As a kid, that house became synonymous with childhood (Roberts’ grandfather still sends bags of pecans years later, he added with a laugh). Roberts received candy every time he successfully shucked a bowl of field peas, savoring the sound they made as they hit the side of the bowl. He spent visits shelling pecans and playing by the chicken coop. He wants to bring some of that wonder and warmth to the dinner through each carefully plated dish.

“I'm grateful for the chance to carry on the tradition of Black food, Black cuisine, and give it the respect it deserves,” he said in a phone call Wednesday morning. “Every time I see soul food, I don't want it to be in a to-go box. Working in kitchens, working in the restaurant industry, you learn to slow down and appreciate the food. I can take the time to make soul food kind of elegant.”
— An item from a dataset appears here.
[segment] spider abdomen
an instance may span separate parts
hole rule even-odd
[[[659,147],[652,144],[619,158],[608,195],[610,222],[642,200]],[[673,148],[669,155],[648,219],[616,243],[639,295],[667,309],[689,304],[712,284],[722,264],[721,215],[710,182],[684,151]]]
For Dahfay, it’s also a chance to grow her own creative skill set. When she was a student at Southern Connecticut State University, she majored in media production. She still loves getting behind the camera and focusing her lens. As Sweets & Sounds expands, she wants to hold design and media workshops and bring back her original “Sweet Talk” series, which taped local chefs walking viewers through how to cook a dish. She is also planning a larger Sweets & Sounds Con, this time set in New Haven, for July 2022.

As she maps out the year beyond Jubilation, her biggest challenge now is finding and sustaining funding, she said. This winter, she’s working toward fiscal sponsorship for Sweets & Sounds, and applying for a number of grants to make the July convention in New Haven a reality. To get the word out around the brand, she has also started vending at events around the state.

"The pandemic—it's a horrible thing," she said. "It's really, really horrible. But for me, it has given me time to really sit with myself and figure out what I want for my company, for Sweets & Sounds. How I want to showcase it to people, and how I want people to experience it. Without that time to myself, without that time sitting in my house and not leaving to go anywhere, I wouldn't have a plan of what I want to do for the year."